A second outbreak of COVID-19 has occurred at the Lionsgate TV-produced “Mythic Quest: Raven’s Banquet” in less than two months.

Sixteen cases of coronavirus were recorded at CBS Studio Center’s Bungalow 3 in the first week of December, according to the Los Angeles County Department of Public Health, where the Lionsgate TV-produced series was set to wrap production this week.

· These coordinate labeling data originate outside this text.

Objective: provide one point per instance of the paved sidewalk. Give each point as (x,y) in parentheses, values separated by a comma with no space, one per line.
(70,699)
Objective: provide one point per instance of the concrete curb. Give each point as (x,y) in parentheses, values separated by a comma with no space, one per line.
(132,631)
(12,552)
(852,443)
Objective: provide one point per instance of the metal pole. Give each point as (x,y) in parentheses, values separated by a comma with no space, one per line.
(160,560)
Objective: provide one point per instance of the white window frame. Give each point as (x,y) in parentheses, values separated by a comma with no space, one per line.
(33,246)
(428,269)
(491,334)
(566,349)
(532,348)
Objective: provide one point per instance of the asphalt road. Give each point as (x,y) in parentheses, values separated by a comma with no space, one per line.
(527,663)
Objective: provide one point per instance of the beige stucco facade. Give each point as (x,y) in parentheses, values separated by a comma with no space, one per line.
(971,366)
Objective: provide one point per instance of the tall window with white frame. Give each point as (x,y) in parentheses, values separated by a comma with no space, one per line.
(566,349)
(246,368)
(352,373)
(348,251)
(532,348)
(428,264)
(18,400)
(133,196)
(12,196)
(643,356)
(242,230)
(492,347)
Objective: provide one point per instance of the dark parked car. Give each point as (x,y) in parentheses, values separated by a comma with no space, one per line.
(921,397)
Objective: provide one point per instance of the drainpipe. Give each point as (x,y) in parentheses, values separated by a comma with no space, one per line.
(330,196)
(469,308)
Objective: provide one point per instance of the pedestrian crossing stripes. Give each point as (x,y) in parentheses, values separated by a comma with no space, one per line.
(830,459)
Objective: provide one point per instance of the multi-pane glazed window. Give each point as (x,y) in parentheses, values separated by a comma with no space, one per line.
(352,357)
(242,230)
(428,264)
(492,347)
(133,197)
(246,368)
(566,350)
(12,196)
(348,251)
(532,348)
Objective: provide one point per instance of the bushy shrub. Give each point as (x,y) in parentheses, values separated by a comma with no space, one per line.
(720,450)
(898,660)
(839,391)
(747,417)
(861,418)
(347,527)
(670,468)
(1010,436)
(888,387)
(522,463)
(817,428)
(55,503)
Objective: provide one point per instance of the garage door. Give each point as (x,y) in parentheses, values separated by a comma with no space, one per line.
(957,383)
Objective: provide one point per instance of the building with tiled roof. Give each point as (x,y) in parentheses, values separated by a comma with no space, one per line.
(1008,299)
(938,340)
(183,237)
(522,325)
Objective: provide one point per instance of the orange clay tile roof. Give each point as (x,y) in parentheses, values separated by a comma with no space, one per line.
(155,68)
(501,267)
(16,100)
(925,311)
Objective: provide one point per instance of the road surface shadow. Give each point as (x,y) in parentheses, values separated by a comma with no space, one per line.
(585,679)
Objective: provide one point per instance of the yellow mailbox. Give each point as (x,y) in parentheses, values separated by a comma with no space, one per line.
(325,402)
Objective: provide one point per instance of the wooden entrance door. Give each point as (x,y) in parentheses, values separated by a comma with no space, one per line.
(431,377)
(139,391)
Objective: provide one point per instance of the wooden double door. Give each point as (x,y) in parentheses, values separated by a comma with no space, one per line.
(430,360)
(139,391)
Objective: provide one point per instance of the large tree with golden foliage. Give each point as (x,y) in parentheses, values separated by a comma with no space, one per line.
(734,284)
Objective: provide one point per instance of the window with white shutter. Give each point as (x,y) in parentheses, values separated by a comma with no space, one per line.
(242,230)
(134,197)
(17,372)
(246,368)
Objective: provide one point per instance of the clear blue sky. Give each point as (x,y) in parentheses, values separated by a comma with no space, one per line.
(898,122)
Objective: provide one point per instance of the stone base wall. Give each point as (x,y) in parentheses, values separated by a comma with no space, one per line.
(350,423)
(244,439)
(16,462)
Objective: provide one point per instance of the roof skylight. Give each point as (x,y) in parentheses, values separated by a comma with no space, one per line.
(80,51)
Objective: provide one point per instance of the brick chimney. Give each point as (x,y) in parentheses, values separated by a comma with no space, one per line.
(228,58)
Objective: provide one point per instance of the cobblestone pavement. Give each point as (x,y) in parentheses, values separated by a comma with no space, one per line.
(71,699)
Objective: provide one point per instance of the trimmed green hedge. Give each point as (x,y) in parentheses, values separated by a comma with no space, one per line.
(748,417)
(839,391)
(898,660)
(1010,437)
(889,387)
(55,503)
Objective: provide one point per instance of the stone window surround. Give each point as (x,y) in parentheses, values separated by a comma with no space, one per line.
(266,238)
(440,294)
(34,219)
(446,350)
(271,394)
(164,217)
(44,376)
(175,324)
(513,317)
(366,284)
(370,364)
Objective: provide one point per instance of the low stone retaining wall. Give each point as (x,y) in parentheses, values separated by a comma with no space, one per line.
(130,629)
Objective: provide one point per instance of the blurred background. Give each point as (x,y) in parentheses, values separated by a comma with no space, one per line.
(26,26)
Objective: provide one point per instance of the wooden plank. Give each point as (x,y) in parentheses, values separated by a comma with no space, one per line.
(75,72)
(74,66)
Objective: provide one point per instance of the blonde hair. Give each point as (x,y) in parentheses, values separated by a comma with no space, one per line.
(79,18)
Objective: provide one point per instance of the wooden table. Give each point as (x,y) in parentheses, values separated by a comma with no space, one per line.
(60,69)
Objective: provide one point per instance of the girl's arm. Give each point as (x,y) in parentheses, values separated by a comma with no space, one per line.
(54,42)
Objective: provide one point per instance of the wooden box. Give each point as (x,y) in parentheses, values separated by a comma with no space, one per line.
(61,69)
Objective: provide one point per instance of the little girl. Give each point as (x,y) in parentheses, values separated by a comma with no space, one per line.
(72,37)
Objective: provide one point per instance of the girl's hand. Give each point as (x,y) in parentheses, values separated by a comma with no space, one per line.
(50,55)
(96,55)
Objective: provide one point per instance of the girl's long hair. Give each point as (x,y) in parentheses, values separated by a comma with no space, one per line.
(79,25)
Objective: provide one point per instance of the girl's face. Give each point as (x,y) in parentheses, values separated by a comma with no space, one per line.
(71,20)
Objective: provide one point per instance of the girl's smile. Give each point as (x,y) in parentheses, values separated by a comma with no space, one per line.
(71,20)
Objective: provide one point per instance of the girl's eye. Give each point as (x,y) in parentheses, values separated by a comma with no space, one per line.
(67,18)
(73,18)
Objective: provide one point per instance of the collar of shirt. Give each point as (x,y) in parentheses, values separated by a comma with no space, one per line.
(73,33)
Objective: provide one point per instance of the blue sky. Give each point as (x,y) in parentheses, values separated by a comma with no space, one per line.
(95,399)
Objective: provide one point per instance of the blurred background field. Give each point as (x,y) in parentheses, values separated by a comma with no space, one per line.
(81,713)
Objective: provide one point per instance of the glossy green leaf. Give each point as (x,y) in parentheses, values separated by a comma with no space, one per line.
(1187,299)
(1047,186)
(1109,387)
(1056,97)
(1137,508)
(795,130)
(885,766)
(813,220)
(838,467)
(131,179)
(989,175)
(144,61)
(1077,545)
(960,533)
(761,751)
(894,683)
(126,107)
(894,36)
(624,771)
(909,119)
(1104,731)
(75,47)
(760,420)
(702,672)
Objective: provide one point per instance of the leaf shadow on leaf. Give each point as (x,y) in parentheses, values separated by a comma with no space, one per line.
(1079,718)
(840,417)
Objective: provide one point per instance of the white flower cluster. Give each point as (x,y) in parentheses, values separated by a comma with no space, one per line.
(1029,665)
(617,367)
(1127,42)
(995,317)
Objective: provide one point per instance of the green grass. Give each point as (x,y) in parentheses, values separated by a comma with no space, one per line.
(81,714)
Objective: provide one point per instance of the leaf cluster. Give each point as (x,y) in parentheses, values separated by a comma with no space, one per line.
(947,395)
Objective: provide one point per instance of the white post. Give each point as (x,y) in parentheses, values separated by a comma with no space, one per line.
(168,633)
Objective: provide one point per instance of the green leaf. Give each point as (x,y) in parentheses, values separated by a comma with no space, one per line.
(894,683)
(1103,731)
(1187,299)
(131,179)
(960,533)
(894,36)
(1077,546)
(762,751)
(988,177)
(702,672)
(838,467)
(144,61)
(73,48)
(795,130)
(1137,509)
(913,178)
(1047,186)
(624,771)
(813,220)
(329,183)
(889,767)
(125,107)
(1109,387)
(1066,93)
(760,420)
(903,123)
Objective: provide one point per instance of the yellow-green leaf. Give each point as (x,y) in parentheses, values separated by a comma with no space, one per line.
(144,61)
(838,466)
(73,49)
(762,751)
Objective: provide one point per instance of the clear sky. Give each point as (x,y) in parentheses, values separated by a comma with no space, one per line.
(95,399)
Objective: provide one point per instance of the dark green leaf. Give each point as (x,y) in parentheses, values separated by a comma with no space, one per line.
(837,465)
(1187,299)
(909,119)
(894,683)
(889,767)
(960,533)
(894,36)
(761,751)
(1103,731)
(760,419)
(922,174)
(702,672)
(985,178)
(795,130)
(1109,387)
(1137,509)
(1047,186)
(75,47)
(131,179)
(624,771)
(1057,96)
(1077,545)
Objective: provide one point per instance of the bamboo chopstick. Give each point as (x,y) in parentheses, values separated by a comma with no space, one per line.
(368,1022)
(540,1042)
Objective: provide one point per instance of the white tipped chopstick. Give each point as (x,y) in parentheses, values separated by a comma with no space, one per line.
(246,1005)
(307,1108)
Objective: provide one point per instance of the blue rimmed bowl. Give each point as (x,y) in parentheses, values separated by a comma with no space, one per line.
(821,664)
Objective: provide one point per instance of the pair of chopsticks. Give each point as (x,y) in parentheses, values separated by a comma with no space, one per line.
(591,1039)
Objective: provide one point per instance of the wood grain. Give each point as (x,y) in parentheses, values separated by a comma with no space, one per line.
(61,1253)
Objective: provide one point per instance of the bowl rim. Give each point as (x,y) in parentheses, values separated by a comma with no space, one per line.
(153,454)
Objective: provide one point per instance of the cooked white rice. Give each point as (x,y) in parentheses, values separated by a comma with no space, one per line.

It is the largest outbreak of four such clusters in recent months at CBS’ Radford lot, which is quickly becoming ground zero for coronavirus cases on productions in Los Angeles.

According to a Lionsgate spokesperson, “Several team members of the Lionsgate-produced television series Mythic Quest have tested positive for COVID-19. They are currently in quarantine, and other staff members have been notified. We are following the extensive health and safety protocols we have in place, and production on the series has been suspended since last Friday when we learned of the positive tests. The health and safety of our ‘Mythic Quest’ team is our highest priority.”

The public health department also recorded seven cases at the CBS lot in Studio City, Calif.. but did not identify which sound stage or office space it impacted. That follows clusters of 11 and seven cases on Radford stages 4 and 14, respectively, which impacted “Mythic Quest,” as well as CBS Studios’ “Why Women Kill” and Sony Pictures TV’s “Call Your Mother” in mid-November. All had resumed production after brief pause, sources tell Variety.

That brings the number of cases recorded at Radford to a total of 41 over the last month or so. After the mid-November outbreak, “Mythic Quest,” which streams on Apple TV Plus, paused production for three days, according to a source close to the production.

CBS Radford is not the only studio lot or office to record coronavirus cases recently. NBC Universal Studios Stage 1 logged 11 cases, which related to a COVID-19 cluster at the “Kelly Clarkson Show” last month, per a person familiar with the matter. (That figure supposedly also includes contact tracing in the number of cases reported by the county; a source close the production says there were actually fewer than 11 positive tests on set.) The daytime talk show is the sole user of Stage 1 on the Universal lot, and has remained in production.

And Netflix recorded four cases among construction crew working on its Epic building; staffers at the streaming company were originally slated to move into the 13-story office building on Sunset Blvd in January, but are now not scheduled to move in until the spring of 2021, depending on the state of the pandemic.

Non-residential settings — a category that includes workplaces, restaurants and retailers — are required to report cases to the county if there is a cluster of at least three people who have tested positive for COVID-19.

Productions have come under heightened scrutiny as outdoor dining and other public facilities have been shut down in recent weeks. Film and TV productions adhere to a lengthy list of protocols established by the county, which includes frequent testing, mask mandates and heightened cleaning.